If they were underground somewhere, maybe it was a sewer? The guy they hear “straining” isn’t actually in there with them, but up above, in a bathroom?
Still not sure how it’s funny, but at least it’s thematically appropriate.
Not sitting on a toilet. The guy is just in the corner with his pants around his ankles squatting and taking a dump. It just indicates that the Underground or wherever they are is a really creepy and shitty (literally) place where some bum is taking a dump in public. It’s like seeing someone pissing against the wall.
Imagine they’re walking through the New York Subway in 1979 and they see someone taking a dump in the corner. It’s funny since it indicates how over-the-top run down the place is.
OK, that seems at least remotely plausible as a plot point, so to speak. I can see it would really help if I could remember the exact mise en scène. It’s too bad I can’t remember which episode it was in either.
After listening to it, I think the laughter comes mostly from Bluebottle’s literal description of every sound he hears, including something as abstract as “straining,” and the absurd delivery of the line.
I suppose you found that just by Googling. I never thought that some random Goon Show line would show up with Google hits. That’ll learn me, for next time. Thanks.
As for the big laugh, I think that’s why the line stuck with me, out of context. I couldn’t figure out why it was so funny to the audience, like there was some double meaning or something.
Yes. It is, or was, something you were either on the wavelength for, or not. Either you find the voices funny in themselves, or you don’t - and this was also the kind of catchphrase humour where people grew to expect the regular characters to turn up and would give them an extra welcome just for turning up, as it were (something to do with the memory of life in the 1940s?)
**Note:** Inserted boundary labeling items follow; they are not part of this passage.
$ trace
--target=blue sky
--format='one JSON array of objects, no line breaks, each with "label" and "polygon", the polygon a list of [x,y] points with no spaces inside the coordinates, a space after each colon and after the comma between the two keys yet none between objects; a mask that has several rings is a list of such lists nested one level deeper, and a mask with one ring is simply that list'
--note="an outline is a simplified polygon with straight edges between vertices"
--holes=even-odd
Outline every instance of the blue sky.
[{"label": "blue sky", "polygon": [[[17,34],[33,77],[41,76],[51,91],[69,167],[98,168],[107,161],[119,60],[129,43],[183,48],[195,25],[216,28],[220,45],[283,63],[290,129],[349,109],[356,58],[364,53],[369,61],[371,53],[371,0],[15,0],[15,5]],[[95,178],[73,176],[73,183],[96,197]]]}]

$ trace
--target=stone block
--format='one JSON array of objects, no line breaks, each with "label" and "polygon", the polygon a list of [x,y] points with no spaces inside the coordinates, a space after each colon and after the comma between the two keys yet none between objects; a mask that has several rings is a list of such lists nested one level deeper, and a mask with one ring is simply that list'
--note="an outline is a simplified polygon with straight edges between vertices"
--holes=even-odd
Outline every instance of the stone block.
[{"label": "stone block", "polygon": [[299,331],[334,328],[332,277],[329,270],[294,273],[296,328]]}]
And “not making sense” was rather the point - radio lends itself to the surreal, because it’s so easy to get the audience to create the visuals for themselves (or, with the right, potential double entendres, make up their own jokes). But they did also slip in assorted more straightforward rude jokes that clearly by-passed the innocent ears of the BBC high-ups (they would regularly refer to a character named Hugh Jampton*, and I’m sure I remember a skit based loosely around espionage with agents’ codenames like The Pink Oboe and The Chocolate Starfish).
*Rhyming slang - there is a district on the outskirts of London called Hampton Wick…
It is back from the time when that sort of comedy was pretty radical in the uk. Basically comedy was falling over, and nothing scatalogical or sexual. The goons used a lot of actual funny innuendo in it.
The audience did how laugh at things which were unfunny. Spike decided to see if he could make a joke which wasn’t funny, and make it get laughs regularly just be repetition. Thus “little jim” was invented (or “leetlee jeeem”). Who only said “he’s fallen in the water” and the audience would love it every time.
This thread reminds me of the old music hall song Down Below.
When you’re working in the dark… down below,
Underneath St James’s Park… down below,
When you’re working in the dark, oh it isn’t half a lark,
When you’re working in the dark… down below
There is something in a sewer... down below,
That has a strange allure... down below.